According to new research, however, a little dash of graphene may be the perfect recipe to finally make carbon fiber more affordable, potentially paving the way to more widespread application of this promising material.

A team of researchers from The Pennsylvania State University, the University of Virginia, and Oak Ridge National Laboratory, in collaboration with industry partners Solvay and Oshkosh, showed that adding just a small amount graphene to carbon fiber precursor materials can significantly reinforce the strength of the fibers by catalyzing high structural alignment, providing potential avenues to lower carbon fiber’s cost.

“Currently most carbon fibers are produced from a polymer known as polyacrylonitrile, or PAN, and it is pretty costly,” Małgorzata Kowalik, researcher in Penn State’s Department of Mechanical Engineering, says in a Penn State press release. “The price of PAN makes up about 50% of the production cost of carbon fibers.”

PAN requires a lot of high-temperature processing to generate fibers with sufficient strength and stiffness, and all this processing equates to an expensive end material. 

The press release continues: “PAN is used to create 90% of carbon fibers found in the market today, but its production requires an enormous amount of energy. First, PAN fibers have to be heated to 200–300 degrees Celsius to oxidize them. Next, they must be heated to 1,200–1,600 degrees Celsius to transform the atoms into carbon. Finally, they have to be heated to 2,100 degrees Celsius so that the molecules are aligned properly. Without this series of steps, the resulting material would lack its needed strength and stiffness.” 

Though less expensive carbon alternatives have been explored, they have not yet been able to generate the high-quality carbon fibers that PAN produces.

But according to the new research, doping PAN fibers with a small amount of graphene, just 0.075 wt %, produces carbon fibers with a tensile strength of 1916 MPa and Young’s modulus of 233 GPa—225% higher strength and 184% higher Young’s modulus compared to similar fibers without added graphene. 

The researchers show in their open-access paper that this enhanced mechanical strength traces back to graphene’s ability to reduce the size of pores in fibers spun from PAN, which they speculate is because flat graphene nanosheets help guide PAN molecules as they solidify into fibers, reducing large voids that structurally weaken the fibers.

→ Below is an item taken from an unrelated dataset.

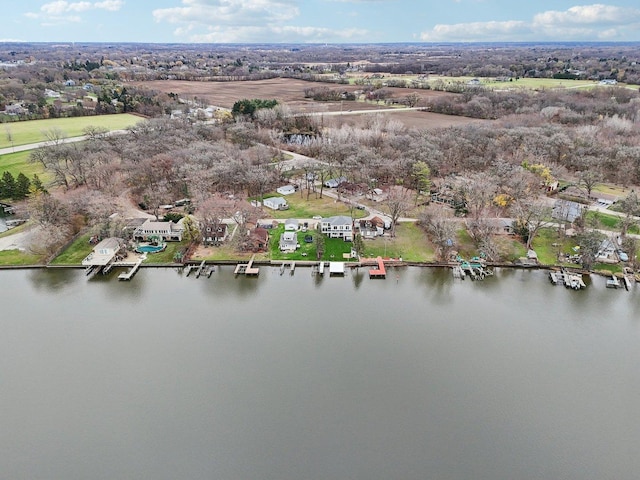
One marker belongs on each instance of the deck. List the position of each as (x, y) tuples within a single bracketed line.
[(247, 268), (380, 272)]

When processed, these better-aligned PAN molecules result in stronger, reinforced carbon fibers.  

Atomistic and molecular dynamics simulations showed this reinforcement is attributed to several factors. “The simulation results show that the addition of graphene introduces favorable edge chemistry, promotes carbon content, enhances polymer chain alignment, and increases crystallinity,” the researchers write in the paper.

Computer simulations show that adding graphene to the carbon fiber production process greatly strengthens the material. Credit: Margaret Kowalik and Adri Van Duin; Penn State

Ultimately, the findings could translate into strategies that require less processing to generate sufficiently strong carbon fibers, which would reduce cost. Another possibility is that less expensive precursor materials could be used as carbon sources that still can generate adequately strong carbon fibers with graphene’s assistance.

Who knows—maybe future model years of that gleaming Fort GT Carbon Liquid might even be (more) affordable.

The open-access paper, published in Science Advances, is “Graphene reinforced carbon fibers” (DOI: 10.1126/sciadv.aaz4191).